Handy is the newest AI based tool I’ve acquired. It’s a free, open-source voice transcription software. Download the software, download a LLM model and then when you want to talk, simply enable the translation through keyboard shortcuts.

I do journal daily and Handy makes this easier. I press some keys and start talking. Handy handles the translation to text and it works pretty well. Upside is it’s free. Downside is it’s desktop only and I like to be able to dictate on my phone.

Chatbots

This list wouldn’t be complete without listing out the chatbots I use.

90% of my Chatbot usage is in Gemini. I have a paid subscription through Google Apps which gives me higher / better model access. Early on I moved over to using Gemini because it could generate the blog hero images → the stickmen I use. Way before ChatGPT made it so you could generate images in the chat Gemini did and so i moved over.

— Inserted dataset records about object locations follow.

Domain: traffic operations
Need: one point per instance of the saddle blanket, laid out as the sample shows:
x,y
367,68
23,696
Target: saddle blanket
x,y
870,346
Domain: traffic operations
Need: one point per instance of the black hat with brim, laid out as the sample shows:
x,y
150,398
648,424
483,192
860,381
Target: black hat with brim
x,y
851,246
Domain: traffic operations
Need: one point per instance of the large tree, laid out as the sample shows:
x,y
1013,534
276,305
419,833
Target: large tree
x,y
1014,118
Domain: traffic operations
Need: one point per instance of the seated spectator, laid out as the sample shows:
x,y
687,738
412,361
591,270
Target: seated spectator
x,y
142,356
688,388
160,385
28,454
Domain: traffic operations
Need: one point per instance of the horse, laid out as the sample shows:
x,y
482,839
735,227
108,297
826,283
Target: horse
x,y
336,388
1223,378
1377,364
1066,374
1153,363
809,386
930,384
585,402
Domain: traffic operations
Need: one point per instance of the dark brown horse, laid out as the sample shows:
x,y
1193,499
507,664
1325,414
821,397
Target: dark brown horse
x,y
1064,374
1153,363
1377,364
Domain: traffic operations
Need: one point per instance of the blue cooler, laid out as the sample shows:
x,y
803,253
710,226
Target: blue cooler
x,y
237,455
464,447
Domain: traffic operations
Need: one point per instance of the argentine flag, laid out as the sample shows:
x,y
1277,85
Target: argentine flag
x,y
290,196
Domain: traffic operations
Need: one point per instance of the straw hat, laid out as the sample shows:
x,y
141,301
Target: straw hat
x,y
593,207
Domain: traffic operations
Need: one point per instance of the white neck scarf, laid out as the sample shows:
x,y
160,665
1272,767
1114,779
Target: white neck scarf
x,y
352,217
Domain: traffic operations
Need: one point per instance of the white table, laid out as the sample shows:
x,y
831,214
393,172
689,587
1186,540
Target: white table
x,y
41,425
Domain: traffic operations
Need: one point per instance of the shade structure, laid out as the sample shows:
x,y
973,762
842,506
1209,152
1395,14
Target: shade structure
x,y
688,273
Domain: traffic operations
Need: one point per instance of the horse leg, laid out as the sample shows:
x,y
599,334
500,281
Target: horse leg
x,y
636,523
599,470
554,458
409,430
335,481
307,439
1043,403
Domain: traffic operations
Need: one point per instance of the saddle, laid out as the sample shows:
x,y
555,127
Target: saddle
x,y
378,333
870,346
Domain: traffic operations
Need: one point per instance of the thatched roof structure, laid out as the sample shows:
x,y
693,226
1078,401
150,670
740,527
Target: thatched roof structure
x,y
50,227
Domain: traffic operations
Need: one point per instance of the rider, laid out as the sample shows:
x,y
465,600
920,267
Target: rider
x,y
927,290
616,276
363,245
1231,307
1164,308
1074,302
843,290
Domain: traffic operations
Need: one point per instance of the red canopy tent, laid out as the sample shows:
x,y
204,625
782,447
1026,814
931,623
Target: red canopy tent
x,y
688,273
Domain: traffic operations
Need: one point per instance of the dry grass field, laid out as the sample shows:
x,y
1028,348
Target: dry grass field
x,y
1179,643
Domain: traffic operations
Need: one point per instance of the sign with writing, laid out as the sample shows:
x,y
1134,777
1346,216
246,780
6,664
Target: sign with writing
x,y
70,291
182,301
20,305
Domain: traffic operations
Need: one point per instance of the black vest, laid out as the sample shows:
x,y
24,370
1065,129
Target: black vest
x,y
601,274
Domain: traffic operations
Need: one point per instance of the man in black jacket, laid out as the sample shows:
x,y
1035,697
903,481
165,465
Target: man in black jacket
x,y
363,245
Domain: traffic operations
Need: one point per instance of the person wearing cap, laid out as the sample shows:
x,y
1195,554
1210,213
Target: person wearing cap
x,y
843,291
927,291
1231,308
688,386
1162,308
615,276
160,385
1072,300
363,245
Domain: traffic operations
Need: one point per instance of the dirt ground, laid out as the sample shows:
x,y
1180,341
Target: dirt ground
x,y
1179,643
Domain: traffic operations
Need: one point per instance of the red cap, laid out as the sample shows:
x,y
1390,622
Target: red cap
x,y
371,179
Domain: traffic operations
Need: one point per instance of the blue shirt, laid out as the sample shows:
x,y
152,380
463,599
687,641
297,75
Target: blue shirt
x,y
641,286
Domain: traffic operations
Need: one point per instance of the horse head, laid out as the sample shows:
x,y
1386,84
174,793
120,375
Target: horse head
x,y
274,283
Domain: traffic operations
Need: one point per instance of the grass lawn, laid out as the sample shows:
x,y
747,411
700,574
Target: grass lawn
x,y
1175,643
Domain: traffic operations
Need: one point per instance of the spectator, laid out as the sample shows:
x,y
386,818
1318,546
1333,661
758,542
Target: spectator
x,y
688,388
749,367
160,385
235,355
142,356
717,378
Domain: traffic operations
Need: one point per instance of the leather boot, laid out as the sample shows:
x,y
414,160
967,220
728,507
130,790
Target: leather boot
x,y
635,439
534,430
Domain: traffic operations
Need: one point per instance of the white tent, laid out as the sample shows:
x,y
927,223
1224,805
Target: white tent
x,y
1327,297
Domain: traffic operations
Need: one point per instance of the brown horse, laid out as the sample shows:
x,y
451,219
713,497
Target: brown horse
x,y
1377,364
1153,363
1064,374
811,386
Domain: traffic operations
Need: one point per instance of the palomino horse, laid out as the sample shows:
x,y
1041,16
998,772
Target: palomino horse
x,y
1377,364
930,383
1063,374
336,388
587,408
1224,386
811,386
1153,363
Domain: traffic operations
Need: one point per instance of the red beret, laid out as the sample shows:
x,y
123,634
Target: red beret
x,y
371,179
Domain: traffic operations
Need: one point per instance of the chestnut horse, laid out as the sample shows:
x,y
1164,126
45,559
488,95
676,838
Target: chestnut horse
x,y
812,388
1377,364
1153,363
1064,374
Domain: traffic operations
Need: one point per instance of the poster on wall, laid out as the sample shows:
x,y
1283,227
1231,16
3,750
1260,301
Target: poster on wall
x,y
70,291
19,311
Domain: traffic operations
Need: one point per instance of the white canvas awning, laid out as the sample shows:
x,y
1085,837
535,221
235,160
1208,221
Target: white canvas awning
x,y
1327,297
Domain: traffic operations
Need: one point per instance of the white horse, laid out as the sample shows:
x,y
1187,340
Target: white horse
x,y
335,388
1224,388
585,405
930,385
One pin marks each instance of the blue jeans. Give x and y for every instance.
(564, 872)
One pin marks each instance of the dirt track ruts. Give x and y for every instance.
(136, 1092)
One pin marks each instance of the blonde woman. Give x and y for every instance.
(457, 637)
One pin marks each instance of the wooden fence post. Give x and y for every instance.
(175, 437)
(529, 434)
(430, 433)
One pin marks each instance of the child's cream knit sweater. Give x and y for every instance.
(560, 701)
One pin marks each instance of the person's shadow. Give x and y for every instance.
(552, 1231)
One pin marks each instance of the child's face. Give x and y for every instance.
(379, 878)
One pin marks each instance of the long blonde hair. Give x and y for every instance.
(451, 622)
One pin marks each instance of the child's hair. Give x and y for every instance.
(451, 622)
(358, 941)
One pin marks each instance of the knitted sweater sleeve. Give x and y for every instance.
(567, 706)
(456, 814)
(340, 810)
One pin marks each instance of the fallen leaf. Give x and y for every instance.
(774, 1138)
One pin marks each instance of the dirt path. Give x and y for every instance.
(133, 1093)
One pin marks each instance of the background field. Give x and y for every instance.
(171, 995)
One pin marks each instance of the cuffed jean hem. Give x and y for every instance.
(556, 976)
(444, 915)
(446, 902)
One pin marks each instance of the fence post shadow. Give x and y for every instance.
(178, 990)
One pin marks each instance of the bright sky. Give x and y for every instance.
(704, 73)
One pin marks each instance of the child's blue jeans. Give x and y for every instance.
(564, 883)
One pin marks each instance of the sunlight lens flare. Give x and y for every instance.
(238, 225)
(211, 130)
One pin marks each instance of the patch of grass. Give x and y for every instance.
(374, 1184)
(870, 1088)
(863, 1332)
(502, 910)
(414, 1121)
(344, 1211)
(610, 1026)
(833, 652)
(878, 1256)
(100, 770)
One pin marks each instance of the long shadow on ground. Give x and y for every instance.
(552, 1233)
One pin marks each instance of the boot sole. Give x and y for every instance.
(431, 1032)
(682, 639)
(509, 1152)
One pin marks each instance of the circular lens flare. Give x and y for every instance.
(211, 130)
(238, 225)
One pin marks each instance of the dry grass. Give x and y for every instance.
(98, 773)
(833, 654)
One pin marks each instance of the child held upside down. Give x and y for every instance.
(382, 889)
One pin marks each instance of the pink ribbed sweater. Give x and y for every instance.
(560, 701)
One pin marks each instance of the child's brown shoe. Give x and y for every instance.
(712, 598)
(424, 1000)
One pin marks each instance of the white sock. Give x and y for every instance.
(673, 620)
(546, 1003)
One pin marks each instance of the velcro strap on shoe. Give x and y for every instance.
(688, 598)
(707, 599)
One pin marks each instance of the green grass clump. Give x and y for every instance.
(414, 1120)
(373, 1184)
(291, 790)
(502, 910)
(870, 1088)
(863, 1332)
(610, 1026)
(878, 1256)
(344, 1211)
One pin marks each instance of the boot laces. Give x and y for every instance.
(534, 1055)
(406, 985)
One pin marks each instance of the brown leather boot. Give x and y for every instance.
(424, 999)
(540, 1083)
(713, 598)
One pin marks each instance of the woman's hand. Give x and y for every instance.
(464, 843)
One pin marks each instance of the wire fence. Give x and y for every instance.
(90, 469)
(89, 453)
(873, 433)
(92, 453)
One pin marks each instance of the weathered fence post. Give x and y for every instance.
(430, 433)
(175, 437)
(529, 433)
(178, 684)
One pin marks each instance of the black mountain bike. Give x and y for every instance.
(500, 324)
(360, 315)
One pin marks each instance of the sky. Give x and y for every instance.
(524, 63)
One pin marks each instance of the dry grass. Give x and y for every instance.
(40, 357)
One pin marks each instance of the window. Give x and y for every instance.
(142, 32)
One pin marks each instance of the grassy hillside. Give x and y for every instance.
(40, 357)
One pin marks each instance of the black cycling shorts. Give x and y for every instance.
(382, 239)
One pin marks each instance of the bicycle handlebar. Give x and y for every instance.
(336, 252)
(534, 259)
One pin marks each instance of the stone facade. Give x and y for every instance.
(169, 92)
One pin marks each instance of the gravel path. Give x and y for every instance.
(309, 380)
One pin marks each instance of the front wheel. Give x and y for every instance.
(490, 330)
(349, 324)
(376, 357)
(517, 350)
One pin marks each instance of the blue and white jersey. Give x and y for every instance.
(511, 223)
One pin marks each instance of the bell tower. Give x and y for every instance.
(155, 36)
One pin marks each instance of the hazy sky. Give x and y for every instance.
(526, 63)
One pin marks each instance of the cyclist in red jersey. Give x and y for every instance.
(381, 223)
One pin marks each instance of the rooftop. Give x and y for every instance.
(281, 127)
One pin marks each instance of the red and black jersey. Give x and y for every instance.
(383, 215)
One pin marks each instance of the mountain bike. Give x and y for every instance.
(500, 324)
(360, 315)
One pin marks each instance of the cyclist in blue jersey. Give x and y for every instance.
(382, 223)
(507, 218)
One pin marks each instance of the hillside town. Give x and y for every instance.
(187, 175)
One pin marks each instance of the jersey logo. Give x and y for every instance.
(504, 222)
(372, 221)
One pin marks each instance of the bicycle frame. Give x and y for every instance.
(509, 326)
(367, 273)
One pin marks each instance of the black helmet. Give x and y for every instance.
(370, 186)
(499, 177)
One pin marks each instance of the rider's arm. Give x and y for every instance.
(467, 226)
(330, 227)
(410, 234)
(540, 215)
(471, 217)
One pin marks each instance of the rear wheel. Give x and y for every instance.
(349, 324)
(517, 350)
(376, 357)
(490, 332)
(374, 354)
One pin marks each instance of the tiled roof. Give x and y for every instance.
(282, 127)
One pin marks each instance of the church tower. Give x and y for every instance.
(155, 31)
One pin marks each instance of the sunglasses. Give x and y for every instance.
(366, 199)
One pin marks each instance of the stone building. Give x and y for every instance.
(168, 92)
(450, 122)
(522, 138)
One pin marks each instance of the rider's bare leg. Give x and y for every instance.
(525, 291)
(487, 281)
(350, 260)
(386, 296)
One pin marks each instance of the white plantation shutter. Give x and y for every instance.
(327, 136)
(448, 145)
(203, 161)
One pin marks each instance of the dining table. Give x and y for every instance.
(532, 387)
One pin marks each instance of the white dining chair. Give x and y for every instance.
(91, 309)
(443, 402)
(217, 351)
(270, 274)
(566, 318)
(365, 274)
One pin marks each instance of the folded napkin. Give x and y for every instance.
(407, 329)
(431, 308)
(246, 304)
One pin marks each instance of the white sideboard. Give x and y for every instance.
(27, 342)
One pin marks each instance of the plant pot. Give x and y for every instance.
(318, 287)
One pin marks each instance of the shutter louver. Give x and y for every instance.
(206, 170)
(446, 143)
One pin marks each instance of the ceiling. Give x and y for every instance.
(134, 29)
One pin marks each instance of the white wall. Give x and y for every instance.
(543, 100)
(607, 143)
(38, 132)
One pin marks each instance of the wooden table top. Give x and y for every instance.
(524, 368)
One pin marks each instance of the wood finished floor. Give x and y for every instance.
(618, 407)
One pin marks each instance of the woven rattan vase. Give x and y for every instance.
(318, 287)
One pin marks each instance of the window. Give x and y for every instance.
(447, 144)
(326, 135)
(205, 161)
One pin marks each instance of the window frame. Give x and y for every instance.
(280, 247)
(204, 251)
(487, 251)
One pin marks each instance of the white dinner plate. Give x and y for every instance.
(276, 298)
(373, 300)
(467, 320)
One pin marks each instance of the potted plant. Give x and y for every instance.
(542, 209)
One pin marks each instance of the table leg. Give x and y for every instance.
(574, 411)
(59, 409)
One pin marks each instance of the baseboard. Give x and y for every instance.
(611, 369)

Occasionally I’ll compare notes using ChatGPT or Perplexity. I’d say it’s 90%/9%/1% in terms of mindshare between Gemini/ChatGPT/Perplexity.

That snapshot is where I’m at today but my todo list is a mile long.

Future

So much to do!

There are some pretty big gaps in terms of the tools I haven’t tried. Claude Code and Cursor are missing from this list. Everyone seems to be using Claude, so there is some pull to try it.

I expect my own pacing of learning and code output will increase as I get more comfortable with giving agents work to do. I’m already starting to tackle problems using test-driven development (where I write the tests or assertions and then let the AI implement the code).

I expect this stack will look different in six months and that’s exactly why I’m documenting this 'snapshot' now!